Parade by Rachel Cusk
In Parade, Rachel Cusk takes a direct, disorienting look at the patriarchal dynamics hidden within traditional families and relationships
Rachel Cusk’s latest novel is filled with the direct, clean prose that readers returning to her work will find familiar. She writes with a clarity which feels unusual and initially disorienting; in Parade there are at least four artists named only ‘G’ and their associated network of characters never named. This elision leaves a slipstream into which the reader falls, relying on context and the elevated attention to characterisation Cusk employs to locate ourselves within the text.

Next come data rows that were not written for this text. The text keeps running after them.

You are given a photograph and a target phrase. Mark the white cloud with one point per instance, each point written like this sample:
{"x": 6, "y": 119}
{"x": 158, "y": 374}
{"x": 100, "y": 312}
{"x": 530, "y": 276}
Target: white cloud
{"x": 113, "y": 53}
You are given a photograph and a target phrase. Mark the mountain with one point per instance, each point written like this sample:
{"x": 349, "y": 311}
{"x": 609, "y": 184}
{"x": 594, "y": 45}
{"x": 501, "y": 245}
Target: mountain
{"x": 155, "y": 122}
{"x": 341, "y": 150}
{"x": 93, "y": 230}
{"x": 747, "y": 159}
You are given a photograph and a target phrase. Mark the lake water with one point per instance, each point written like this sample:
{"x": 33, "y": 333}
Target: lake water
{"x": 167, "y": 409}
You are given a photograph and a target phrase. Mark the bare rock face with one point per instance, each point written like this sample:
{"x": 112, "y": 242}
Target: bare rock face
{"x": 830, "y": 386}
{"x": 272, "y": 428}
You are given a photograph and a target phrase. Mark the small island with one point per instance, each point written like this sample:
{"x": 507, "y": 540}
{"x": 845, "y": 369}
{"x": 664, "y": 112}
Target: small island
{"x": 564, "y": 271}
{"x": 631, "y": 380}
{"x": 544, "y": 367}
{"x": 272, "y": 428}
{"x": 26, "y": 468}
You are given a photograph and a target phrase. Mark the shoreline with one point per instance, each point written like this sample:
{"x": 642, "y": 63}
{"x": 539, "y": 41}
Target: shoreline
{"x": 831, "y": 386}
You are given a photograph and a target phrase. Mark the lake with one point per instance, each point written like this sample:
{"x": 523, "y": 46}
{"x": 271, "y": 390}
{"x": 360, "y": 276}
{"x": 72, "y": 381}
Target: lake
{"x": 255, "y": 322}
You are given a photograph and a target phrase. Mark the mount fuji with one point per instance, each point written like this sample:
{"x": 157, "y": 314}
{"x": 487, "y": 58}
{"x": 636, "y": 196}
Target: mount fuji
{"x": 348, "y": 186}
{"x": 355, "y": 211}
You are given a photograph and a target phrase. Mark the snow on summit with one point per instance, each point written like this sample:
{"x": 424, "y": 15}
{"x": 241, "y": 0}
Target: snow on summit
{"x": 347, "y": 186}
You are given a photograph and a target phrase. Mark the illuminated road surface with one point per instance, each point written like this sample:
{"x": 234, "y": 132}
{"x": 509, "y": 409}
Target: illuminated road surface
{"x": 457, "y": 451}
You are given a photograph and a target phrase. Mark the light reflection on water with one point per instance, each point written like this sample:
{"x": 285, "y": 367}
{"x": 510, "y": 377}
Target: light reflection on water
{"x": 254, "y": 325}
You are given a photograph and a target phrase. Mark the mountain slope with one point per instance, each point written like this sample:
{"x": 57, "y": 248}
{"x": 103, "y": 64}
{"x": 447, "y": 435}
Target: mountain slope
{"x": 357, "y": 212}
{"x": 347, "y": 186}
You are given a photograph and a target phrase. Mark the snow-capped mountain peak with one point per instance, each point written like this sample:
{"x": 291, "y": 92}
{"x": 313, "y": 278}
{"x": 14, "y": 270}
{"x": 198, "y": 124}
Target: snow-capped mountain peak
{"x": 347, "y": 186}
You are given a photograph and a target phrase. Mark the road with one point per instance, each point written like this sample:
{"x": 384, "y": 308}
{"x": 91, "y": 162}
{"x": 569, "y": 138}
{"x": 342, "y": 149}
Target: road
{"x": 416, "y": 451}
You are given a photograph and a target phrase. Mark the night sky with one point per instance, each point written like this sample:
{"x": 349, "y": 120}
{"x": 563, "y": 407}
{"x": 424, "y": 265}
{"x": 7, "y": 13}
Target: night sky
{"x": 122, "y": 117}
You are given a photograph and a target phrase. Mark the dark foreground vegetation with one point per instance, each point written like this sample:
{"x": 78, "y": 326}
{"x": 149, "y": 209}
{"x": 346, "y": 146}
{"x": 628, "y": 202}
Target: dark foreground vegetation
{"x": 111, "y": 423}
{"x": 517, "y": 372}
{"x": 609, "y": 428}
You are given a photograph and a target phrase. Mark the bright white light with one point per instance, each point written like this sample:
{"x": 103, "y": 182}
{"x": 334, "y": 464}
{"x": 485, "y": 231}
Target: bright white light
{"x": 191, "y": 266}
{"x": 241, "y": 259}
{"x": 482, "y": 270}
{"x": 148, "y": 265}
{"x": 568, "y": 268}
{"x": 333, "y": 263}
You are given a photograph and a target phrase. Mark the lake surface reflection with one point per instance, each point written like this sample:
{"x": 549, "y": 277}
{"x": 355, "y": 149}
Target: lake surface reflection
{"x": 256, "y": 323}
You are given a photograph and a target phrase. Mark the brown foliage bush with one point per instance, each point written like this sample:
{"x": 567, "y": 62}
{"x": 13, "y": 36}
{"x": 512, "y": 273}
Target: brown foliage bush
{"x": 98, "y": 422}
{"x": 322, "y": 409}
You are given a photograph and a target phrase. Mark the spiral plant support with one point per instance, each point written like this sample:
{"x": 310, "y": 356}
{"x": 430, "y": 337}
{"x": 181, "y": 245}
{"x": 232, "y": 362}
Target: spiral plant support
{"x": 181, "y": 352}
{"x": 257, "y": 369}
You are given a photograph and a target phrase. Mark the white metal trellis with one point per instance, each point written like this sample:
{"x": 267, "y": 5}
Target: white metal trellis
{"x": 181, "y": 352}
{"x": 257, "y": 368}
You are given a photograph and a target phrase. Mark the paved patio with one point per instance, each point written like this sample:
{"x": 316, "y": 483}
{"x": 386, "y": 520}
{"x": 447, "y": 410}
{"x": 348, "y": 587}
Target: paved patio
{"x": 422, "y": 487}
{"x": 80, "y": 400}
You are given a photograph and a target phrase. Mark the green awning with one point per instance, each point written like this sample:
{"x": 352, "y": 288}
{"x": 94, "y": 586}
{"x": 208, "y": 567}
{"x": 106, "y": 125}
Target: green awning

Confusing perhaps, and yet Cusk captures the visceral imagination succinctly. Grounded in the concrete world, she uses this clarity to traverse the interior landscapes of her characters, each picked to follow for a while as a glance might land on something and linger. Looking, or rather perception, is a core preoccupation of the novel, exploring as it does what constitutes the real and the reality of perception. It flicks back and forth between characters; a couple that rarely breaks from the unit of ‘we’ becomes ‘I’ during a moment of violence perpetrated against the woman, leaving us with the subjectivity of violence and expanding into all of the unseen violence of motherhood.
Perhaps all that is missing in this survey of nuclear family and romantic relationships is queerness, the only queer character a brother in the far distance. Cusk is critiquing the patriarchal dynamics hidden within the traditional family and so it follows there are no queers, yet their presence feels conspicuous and missed.